It’s no coincidence the Atherton Tablelands village of Yungaburra attracts visitors from far and wide. This village, 1200m above sea level, translates to Meeting Place in local indigenous dialect – and the trail of headlights coming from Cairns each weekend proves it.
You only have to drive 70km south-west of Cairns to find a tale as old as time. Introducing Yungaburra, the old town with a young heart who is drawing visitors by the car-load with the promise of good food and great adventure.
Up here, food miles are non-existent, in fact, the Atherton Tablelands were peddling paddock-to-plate cuisine long before it was trendy to do so. Think dairy farms churning out award-winning cheese, Australian grown and brewed coffee and distilled drinks to round out the life essentials you’ll find on this tabletop. Combine all this with eerie volcanic lakes and a landscape which dates back 420 million years and you can see why Yungaburra ups the regular weekend-away ante.
It’s not just the landscape that predates your memory, the village at the top hasn’t really changed since 1910. Yungaburra has the highest portion of heritage-listed buildings of all regional centres in Queensland, so expect a side dish of history with every meal you order.
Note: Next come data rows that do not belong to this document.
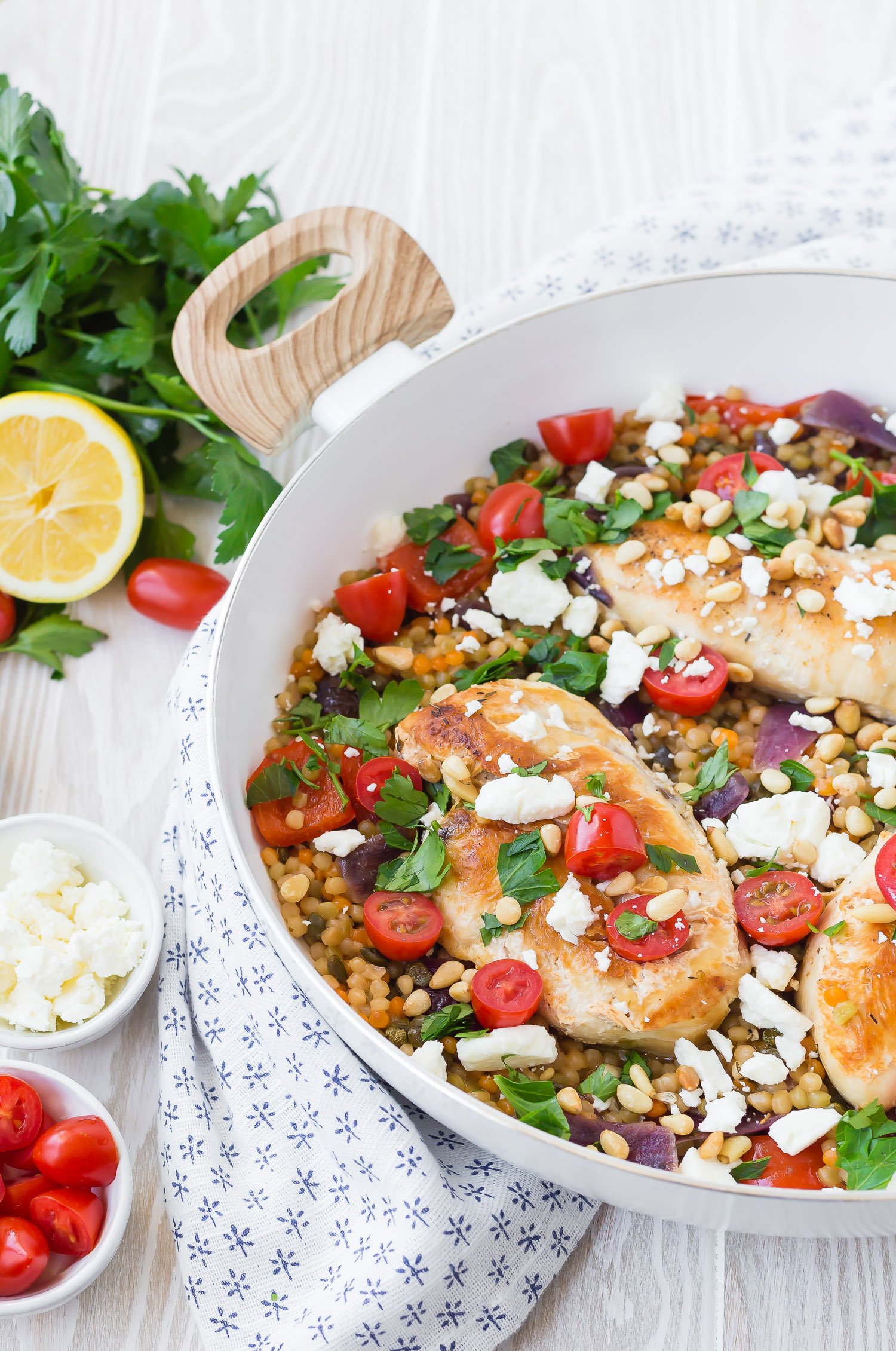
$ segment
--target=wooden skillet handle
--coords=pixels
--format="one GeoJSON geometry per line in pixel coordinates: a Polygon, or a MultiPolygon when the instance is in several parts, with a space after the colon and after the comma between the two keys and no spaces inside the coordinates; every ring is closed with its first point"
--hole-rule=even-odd
{"type": "Polygon", "coordinates": [[[393,220],[364,207],[324,207],[272,226],[215,267],[177,316],[174,359],[228,427],[270,454],[289,444],[334,380],[388,342],[431,338],[453,312],[438,272],[393,220]],[[353,272],[326,309],[265,347],[227,340],[247,300],[327,253],[347,254],[353,272]]]}

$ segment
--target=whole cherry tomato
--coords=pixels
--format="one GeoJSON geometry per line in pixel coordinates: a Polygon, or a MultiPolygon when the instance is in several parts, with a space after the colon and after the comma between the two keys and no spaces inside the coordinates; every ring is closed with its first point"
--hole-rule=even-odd
{"type": "MultiPolygon", "coordinates": [[[[766,469],[784,469],[780,459],[776,459],[774,455],[766,455],[761,450],[751,450],[750,459],[757,474],[764,474],[766,469]]],[[[723,455],[722,459],[716,459],[715,463],[703,470],[697,480],[697,488],[704,488],[707,492],[734,501],[741,489],[747,486],[747,481],[741,473],[742,466],[742,450],[735,455],[723,455]]]]}
{"type": "Polygon", "coordinates": [[[414,765],[408,765],[407,761],[400,759],[397,755],[377,755],[374,759],[370,759],[366,765],[361,766],[355,775],[354,792],[355,797],[368,812],[376,812],[382,785],[391,780],[396,771],[404,778],[409,778],[418,792],[420,792],[423,788],[420,771],[416,770],[414,765]]]}
{"type": "Polygon", "coordinates": [[[493,488],[480,508],[476,523],[480,540],[489,554],[495,539],[541,539],[545,534],[542,494],[531,484],[501,484],[493,488]]]}
{"type": "Polygon", "coordinates": [[[896,909],[896,835],[887,840],[874,859],[874,881],[884,900],[896,909]]]}
{"type": "Polygon", "coordinates": [[[227,578],[214,567],[185,558],[147,558],[127,582],[134,609],[169,628],[196,628],[227,590],[227,578]]]}
{"type": "MultiPolygon", "coordinates": [[[[658,647],[653,655],[659,655],[658,647]]],[[[712,647],[701,647],[700,655],[688,662],[684,670],[676,671],[669,665],[664,671],[646,670],[643,674],[643,686],[657,708],[670,713],[687,713],[688,717],[707,713],[714,704],[718,704],[727,682],[728,663],[722,653],[716,653],[712,647]],[[699,674],[688,676],[688,670],[697,662],[710,662],[712,669],[704,671],[700,667],[699,674]]]]}
{"type": "Polygon", "coordinates": [[[62,1186],[108,1186],[118,1173],[118,1147],[101,1116],[68,1116],[38,1139],[34,1162],[62,1186]]]}
{"type": "Polygon", "coordinates": [[[12,1074],[0,1074],[0,1152],[27,1148],[36,1139],[42,1119],[41,1098],[31,1085],[12,1074]]]}
{"type": "Polygon", "coordinates": [[[470,1002],[482,1027],[519,1027],[537,1011],[542,990],[538,971],[503,958],[480,966],[470,982],[470,1002]]]}
{"type": "Polygon", "coordinates": [[[620,873],[634,873],[647,862],[647,851],[631,812],[615,802],[593,802],[573,812],[564,850],[570,873],[608,882],[620,873]],[[591,820],[589,820],[591,817],[591,820]]]}
{"type": "Polygon", "coordinates": [[[388,643],[401,628],[408,604],[408,578],[403,569],[365,577],[334,590],[337,605],[357,624],[369,643],[388,643]]]}
{"type": "Polygon", "coordinates": [[[612,408],[582,408],[577,413],[543,417],[538,423],[545,446],[561,465],[603,459],[614,443],[612,408]]]}
{"type": "Polygon", "coordinates": [[[51,1252],[82,1258],[96,1247],[105,1206],[93,1192],[61,1186],[35,1196],[31,1219],[46,1238],[51,1252]]]}
{"type": "Polygon", "coordinates": [[[818,925],[824,897],[804,873],[781,869],[747,877],[734,893],[734,912],[764,947],[789,947],[818,925]]]}
{"type": "Polygon", "coordinates": [[[22,1294],[43,1273],[50,1248],[31,1220],[0,1217],[0,1296],[22,1294]]]}
{"type": "Polygon", "coordinates": [[[622,901],[607,916],[607,942],[614,952],[630,962],[657,962],[684,947],[691,925],[678,911],[670,920],[651,920],[647,905],[653,896],[634,896],[622,901]],[[624,916],[631,915],[627,920],[624,916]]]}
{"type": "Polygon", "coordinates": [[[12,638],[15,627],[16,603],[12,596],[7,596],[5,592],[0,592],[0,643],[5,643],[7,638],[12,638]]]}
{"type": "Polygon", "coordinates": [[[373,892],[364,902],[364,927],[377,952],[412,962],[442,932],[442,912],[422,892],[373,892]]]}
{"type": "Polygon", "coordinates": [[[399,544],[384,558],[378,559],[382,571],[392,567],[404,570],[408,578],[408,605],[411,609],[424,611],[427,605],[438,605],[446,596],[464,596],[484,582],[492,570],[492,555],[482,549],[478,535],[469,520],[455,520],[439,536],[455,549],[464,549],[473,554],[478,562],[449,577],[446,582],[437,582],[426,566],[426,555],[430,544],[399,544]]]}
{"type": "Polygon", "coordinates": [[[757,1135],[745,1159],[768,1159],[758,1178],[745,1178],[743,1186],[803,1188],[807,1192],[820,1192],[818,1170],[823,1166],[822,1142],[816,1140],[799,1154],[785,1154],[770,1135],[757,1135]]]}
{"type": "MultiPolygon", "coordinates": [[[[291,742],[289,746],[272,751],[249,775],[246,792],[249,793],[253,781],[272,765],[287,763],[301,770],[314,754],[323,758],[323,747],[315,753],[304,742],[291,742]]],[[[261,838],[268,844],[273,844],[274,848],[303,844],[305,840],[314,839],[315,835],[323,835],[324,831],[335,831],[341,825],[347,825],[354,817],[351,802],[342,801],[335,784],[323,767],[318,774],[316,786],[300,784],[299,788],[308,797],[301,808],[304,824],[300,827],[287,824],[287,816],[293,811],[292,796],[255,802],[251,807],[251,815],[261,838]]]]}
It might be as steeped in history, as it is steep to find it on the Tablelands, but this former timber town packs more action than regional centres half its age.
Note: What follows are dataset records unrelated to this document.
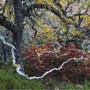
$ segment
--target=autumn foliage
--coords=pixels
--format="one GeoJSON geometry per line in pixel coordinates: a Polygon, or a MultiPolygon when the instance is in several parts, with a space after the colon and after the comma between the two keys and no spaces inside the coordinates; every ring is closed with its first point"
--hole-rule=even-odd
{"type": "MultiPolygon", "coordinates": [[[[25,72],[29,76],[40,76],[45,71],[54,67],[59,67],[64,61],[70,58],[88,58],[88,54],[80,49],[77,49],[74,44],[63,46],[60,50],[53,50],[51,46],[44,45],[41,47],[32,47],[23,49],[23,57],[25,64],[25,72]]],[[[58,71],[59,77],[66,78],[82,78],[90,79],[90,66],[86,64],[87,60],[79,62],[71,61],[66,64],[61,71],[58,71]]]]}

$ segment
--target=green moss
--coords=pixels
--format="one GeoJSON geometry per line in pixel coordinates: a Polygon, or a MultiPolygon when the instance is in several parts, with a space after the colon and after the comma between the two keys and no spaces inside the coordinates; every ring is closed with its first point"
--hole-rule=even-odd
{"type": "Polygon", "coordinates": [[[18,75],[9,67],[0,69],[0,89],[43,89],[43,84],[38,80],[28,80],[18,75]]]}

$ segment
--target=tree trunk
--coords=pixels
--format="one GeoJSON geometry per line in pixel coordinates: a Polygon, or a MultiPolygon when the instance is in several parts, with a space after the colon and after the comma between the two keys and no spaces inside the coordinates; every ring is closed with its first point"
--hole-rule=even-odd
{"type": "Polygon", "coordinates": [[[22,71],[23,69],[23,61],[22,61],[22,54],[21,54],[21,42],[23,37],[23,7],[22,7],[22,0],[13,0],[14,3],[14,12],[15,12],[15,24],[18,26],[18,30],[16,33],[13,33],[13,45],[15,46],[15,57],[16,62],[21,65],[22,71]]]}
{"type": "Polygon", "coordinates": [[[16,63],[21,65],[21,70],[24,72],[22,54],[21,54],[21,41],[22,41],[22,32],[18,34],[13,34],[13,45],[15,46],[15,57],[16,63]]]}

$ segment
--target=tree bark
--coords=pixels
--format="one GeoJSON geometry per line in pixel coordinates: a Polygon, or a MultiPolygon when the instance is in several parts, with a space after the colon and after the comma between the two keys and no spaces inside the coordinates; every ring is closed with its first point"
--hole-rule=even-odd
{"type": "Polygon", "coordinates": [[[23,69],[23,61],[22,61],[22,54],[21,54],[21,42],[23,37],[23,7],[21,0],[13,0],[14,4],[14,12],[15,12],[15,24],[18,26],[18,31],[16,34],[13,33],[13,45],[15,46],[15,57],[16,57],[16,63],[21,65],[21,69],[24,72],[23,69]]]}

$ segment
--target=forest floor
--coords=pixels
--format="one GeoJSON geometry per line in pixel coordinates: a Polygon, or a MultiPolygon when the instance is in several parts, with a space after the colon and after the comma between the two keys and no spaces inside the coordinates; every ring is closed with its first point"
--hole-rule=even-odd
{"type": "Polygon", "coordinates": [[[52,78],[42,80],[28,80],[18,75],[11,63],[0,65],[0,89],[33,89],[33,90],[89,90],[90,82],[85,80],[83,83],[71,83],[59,81],[52,78]]]}

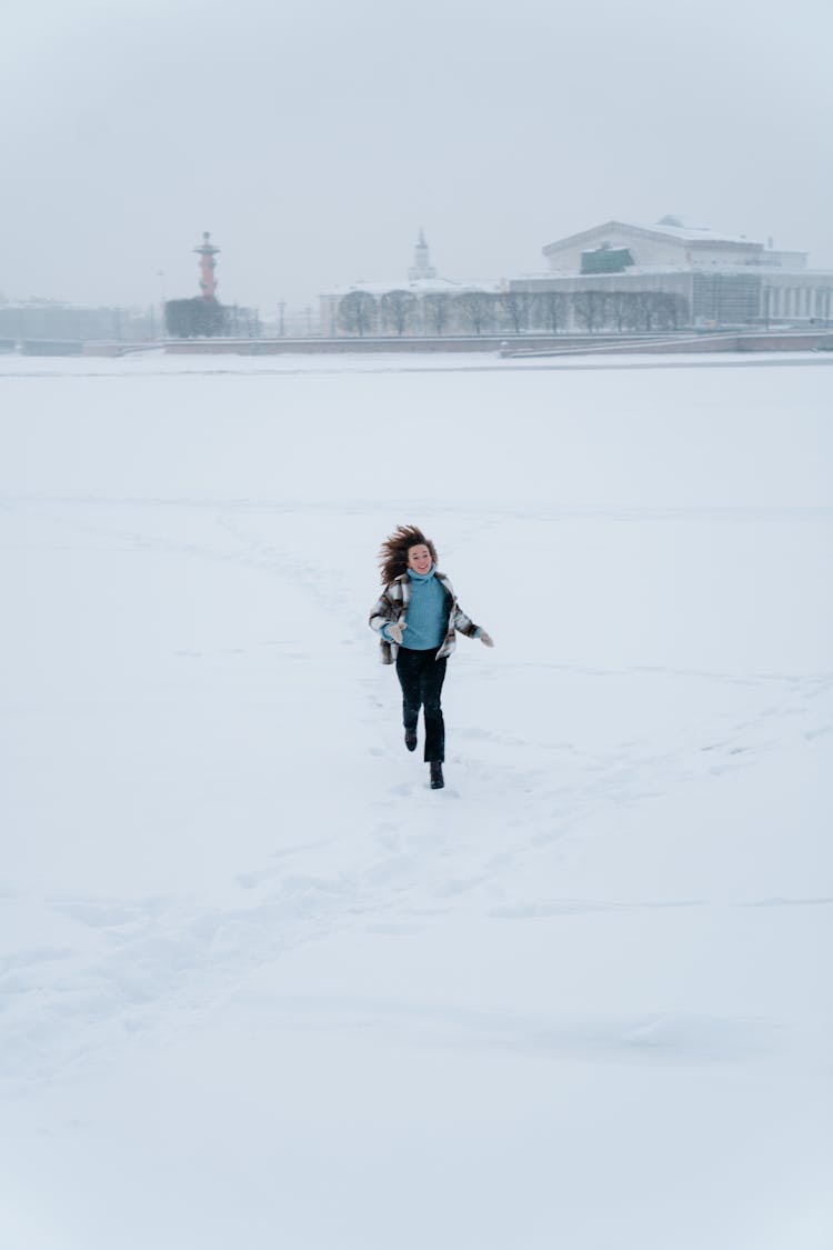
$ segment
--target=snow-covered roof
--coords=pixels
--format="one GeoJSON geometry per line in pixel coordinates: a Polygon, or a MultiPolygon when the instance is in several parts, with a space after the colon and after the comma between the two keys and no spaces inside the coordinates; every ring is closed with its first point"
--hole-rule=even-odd
{"type": "Polygon", "coordinates": [[[728,244],[736,248],[749,248],[757,250],[763,249],[763,244],[757,242],[754,239],[747,239],[744,235],[721,234],[716,230],[707,229],[706,226],[667,225],[661,221],[657,221],[653,225],[643,225],[638,221],[604,221],[602,225],[592,226],[589,230],[582,230],[578,234],[568,235],[566,239],[557,239],[556,242],[547,244],[543,251],[546,255],[550,255],[551,252],[561,251],[563,248],[579,245],[584,240],[589,241],[598,239],[604,234],[627,234],[628,231],[642,235],[659,235],[667,239],[674,239],[682,244],[728,244]]]}
{"type": "Polygon", "coordinates": [[[348,286],[333,286],[326,295],[343,296],[351,291],[367,291],[368,295],[387,295],[388,291],[411,291],[413,295],[461,295],[463,291],[495,290],[496,282],[456,282],[450,278],[417,278],[411,281],[391,279],[390,282],[351,282],[348,286]]]}

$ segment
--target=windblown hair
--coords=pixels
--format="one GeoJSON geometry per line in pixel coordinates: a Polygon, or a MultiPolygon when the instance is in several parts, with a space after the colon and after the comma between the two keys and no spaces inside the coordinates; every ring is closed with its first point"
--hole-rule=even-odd
{"type": "Polygon", "coordinates": [[[390,586],[395,578],[400,578],[407,570],[408,550],[412,546],[427,546],[431,559],[437,564],[437,549],[431,539],[427,539],[416,525],[400,525],[388,534],[378,551],[383,586],[390,586]]]}

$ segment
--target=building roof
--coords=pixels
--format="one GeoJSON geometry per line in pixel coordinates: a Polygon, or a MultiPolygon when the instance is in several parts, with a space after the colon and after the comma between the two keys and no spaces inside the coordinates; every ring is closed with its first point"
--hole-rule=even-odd
{"type": "MultiPolygon", "coordinates": [[[[674,219],[676,220],[676,219],[674,219]]],[[[756,242],[752,239],[747,239],[744,235],[729,235],[719,234],[714,230],[708,230],[704,226],[683,226],[683,225],[671,225],[664,220],[658,221],[654,225],[641,225],[636,221],[604,221],[602,225],[592,226],[589,230],[582,230],[579,234],[568,235],[566,239],[557,239],[556,242],[547,244],[543,249],[545,256],[552,255],[552,252],[561,251],[562,248],[574,248],[584,241],[592,242],[601,234],[624,231],[631,234],[644,235],[646,238],[659,238],[659,239],[673,239],[679,244],[708,244],[708,245],[726,245],[732,248],[748,248],[754,251],[763,250],[762,242],[756,242]]]]}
For a memorable drive to Yungaburra, take Australia’s windiest highway, Gillies Highway, to the top of the range. This stretch of tarmac is made famous for its car commercial-inspired conditions – think 263 corners in just 19 short kilometres. The windy road and cooler temperatures won’t be the only things that differ between Cairns and Yungaburra either. Like most hinterland towns, there’s a correlation between altitude and arts and crafts.
To see Yungaburra’s artisan community in action, time your visit for the fourth Saturday of the month for the Yungaburra Markets where the Bruce Jones Market Ground is transformed into an art gallery stocked with local finds like earrings, handmade clothes and woolen knits. Explore the selection armed with a piping hot coffee and a salty sweet potato stack served from stalls onsite.
Every other weekend of the year, Yungaburra is more about working off what you’ll be grazing on during your weekend away. Just outside the village you’ll find Petersen Creek Walk, the perfect vantage point to see platypus from a highly instagrammable suspension bridge.
Save enough daylight hours to see one, if not all three, of the crater lakes in the area that point to this region’s volcanic past. Pack your swimmers because you can swim in both Lake Eacham and Barrine, while you’ll just have to settle for a bird’s-eye-view of Mount Hypipamee.
For a walk that won’t leave you short on breath still but metaphorically blown away, take to the Lake Eacham circuit track, which promises Wet Tropics rainforest to one side, and views of the deep blue lake to the other.
Reward your efforts with an award-winning Devonshire Tea, complete with a secret scone recipe, on the balcony of the Lake Barrine Teahouse whose tin and timber dates back 80 years. The history doesn’t stop at the Teahouse either. Check into accommodation as cute as the town itself, Allumbah Pocket Cottages, whose manicured gardens are the best giveaway there’s a romantic hotspot hiding on the main street.
As the sun sets, there’s no need to turn in – nights in Yungaburra look as good as its sunlit days. For dinner, book into Obi’s, where you’ll find a dimly lit restaurant, complete with white tablecloths, tucked inside an old Queenslander home. Their menu features the likes of duck in orange sauce, prime rump and smoked lamb, all best washed down with their comprehensive wine list.
After sleeping off your supper, the Whistlestop Cafe will beckon for breakfast. Their triple chocolate pancakes are what big days of exploring Atherton Tableland mountains and valleys are fuelled with. You’ll need your sustenance for chasing waterfalls, right?